CONS coagulase-negative Staphylococcus, CSF cerebrospinal fluid
Discussion:
This comprehensive retrospective cohort study of children with first CSF shunt infection examined the relationship of the causative organism of CSF shunt infection with time to infection and clinical features of infection. We found no significant difference in time to infection between CONS, S. aureus, and gram-negative organisms. Children with shunt infection caused by S. aureus were more likely to have surgical site changes and leukocytosis at the time of presentation.
Numerous review articles addressing CSF shunt infections have noted that CONS, gram-negative organisms, and anaerobes are associated with more indolent infection than S. aureus.(1, 7, 14, 17) However, the presence of primary literature supporting these assertions is limited. In a small study of 12 shunt infections occurring beyond 180 days from shunt placement, the most commonly identified organisms were Staphylococcus epidermidis and Propionibacterium acnes.(18) Arnell, et al. also suggested that infection caused by P. acnes was more delayed than infection caused by other organisms, though this result did not reach statistical significance.(2) In a study of 59 CSF shunt infections in children, Odio et al suggested that infection was “often more acute in staphylococcal disease than in gram-negative infection,” but this result also did not reach statistical significance.(15) This current study, the largest cohort of children to date to evaluate the relationship of causative organism of CSF shunt infection and time to infection, suggest that there is no difference in time to infection between CONS, S. aureus, and gram-negatives. Previous authors have suggested that delayed onset of infection caused by gram-negative organisms may be due to inoculation with gram-negative organisms after the time of initial surgery as compared with gram-positive organisms which are introduced at the time of surgery; however, the results of this current study suggests that this may not be the case.(14)

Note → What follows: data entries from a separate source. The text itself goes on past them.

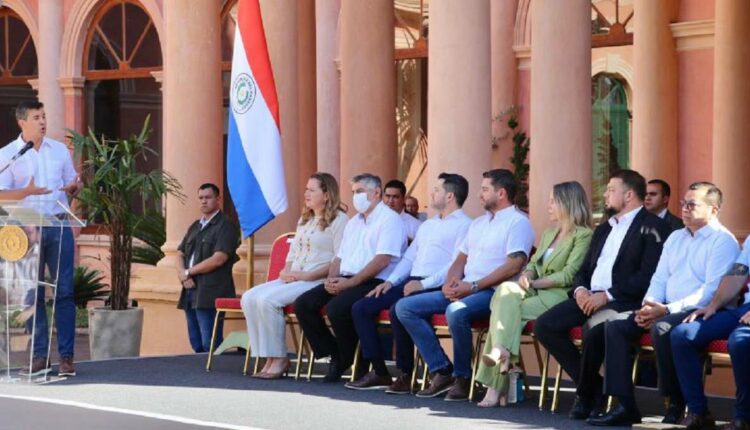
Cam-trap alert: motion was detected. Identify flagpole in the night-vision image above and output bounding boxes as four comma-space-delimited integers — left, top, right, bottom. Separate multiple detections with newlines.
246, 235, 255, 290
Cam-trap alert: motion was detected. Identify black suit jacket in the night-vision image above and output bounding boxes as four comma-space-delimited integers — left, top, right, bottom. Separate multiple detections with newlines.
664, 211, 685, 231
571, 208, 671, 307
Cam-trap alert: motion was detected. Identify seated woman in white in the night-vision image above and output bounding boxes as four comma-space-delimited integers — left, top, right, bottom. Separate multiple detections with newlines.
242, 173, 348, 379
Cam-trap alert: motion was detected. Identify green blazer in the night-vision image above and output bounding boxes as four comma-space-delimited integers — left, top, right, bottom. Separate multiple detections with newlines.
526, 227, 593, 307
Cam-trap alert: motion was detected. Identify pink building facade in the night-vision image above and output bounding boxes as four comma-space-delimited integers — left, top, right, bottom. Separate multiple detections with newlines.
0, 0, 750, 380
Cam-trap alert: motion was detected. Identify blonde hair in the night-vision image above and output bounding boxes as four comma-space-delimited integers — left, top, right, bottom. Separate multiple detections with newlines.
299, 172, 346, 230
552, 181, 592, 230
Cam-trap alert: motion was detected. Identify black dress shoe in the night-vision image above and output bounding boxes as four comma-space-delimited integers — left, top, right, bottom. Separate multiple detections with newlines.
568, 396, 594, 420
586, 405, 641, 427
323, 360, 344, 382
661, 403, 685, 424
721, 418, 750, 430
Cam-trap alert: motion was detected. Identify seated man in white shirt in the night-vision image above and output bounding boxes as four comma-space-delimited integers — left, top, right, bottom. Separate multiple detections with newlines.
346, 173, 471, 394
581, 182, 740, 426
396, 169, 534, 401
294, 173, 406, 382
383, 179, 422, 242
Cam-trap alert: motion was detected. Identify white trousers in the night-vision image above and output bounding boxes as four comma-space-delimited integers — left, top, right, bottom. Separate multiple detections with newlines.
242, 279, 323, 357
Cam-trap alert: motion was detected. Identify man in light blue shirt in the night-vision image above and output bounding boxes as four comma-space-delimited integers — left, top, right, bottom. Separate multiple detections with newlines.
588, 182, 739, 426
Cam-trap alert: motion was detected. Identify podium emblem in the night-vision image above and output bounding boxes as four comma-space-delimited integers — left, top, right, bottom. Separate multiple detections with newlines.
0, 225, 29, 262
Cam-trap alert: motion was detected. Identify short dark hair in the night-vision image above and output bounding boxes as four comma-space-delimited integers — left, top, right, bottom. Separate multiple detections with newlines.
688, 181, 724, 209
198, 182, 219, 197
609, 169, 646, 200
438, 172, 469, 206
383, 179, 406, 197
16, 100, 44, 120
482, 169, 518, 203
648, 179, 672, 197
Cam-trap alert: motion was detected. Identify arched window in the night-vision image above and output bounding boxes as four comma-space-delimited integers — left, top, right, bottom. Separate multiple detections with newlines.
591, 73, 631, 213
0, 7, 38, 147
83, 0, 162, 215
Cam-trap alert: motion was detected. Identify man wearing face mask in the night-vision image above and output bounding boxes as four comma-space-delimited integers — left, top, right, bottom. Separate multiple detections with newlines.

Previous articles have suggested that infections caused by CONS are generally more benign than infection caused by S. aureus, while the discussion regarding the morbidity of gram-negative organisms is more conflicting.(1, 7, 14) Early studies of CSF shunt infection had suggested that gram-negative infection was associated with significant morbidity and a mortality rate as high as 80%.(8, 16, 19) By contrast, a more recent analysis of CSF shunt infections caused by gram-negative organisms suggested that gram-negative organisms are not associated with excessive morbidity and mortality when treated appropriately.(24) The authors attributed the improved outcomes of this cohort when compared with previous literature to decreased prevalence of ventriculoatrial shunts, changing microbiology, increased removal of infected shunts, and decreased use of intraventricular antibiotics. Among children in our cohort, those with infection caused by S. aureus were more likely to present with surgical site changes and leukocytosis; however, no other significant differences were noted in the clinical features of infection based on the causative organism of infection.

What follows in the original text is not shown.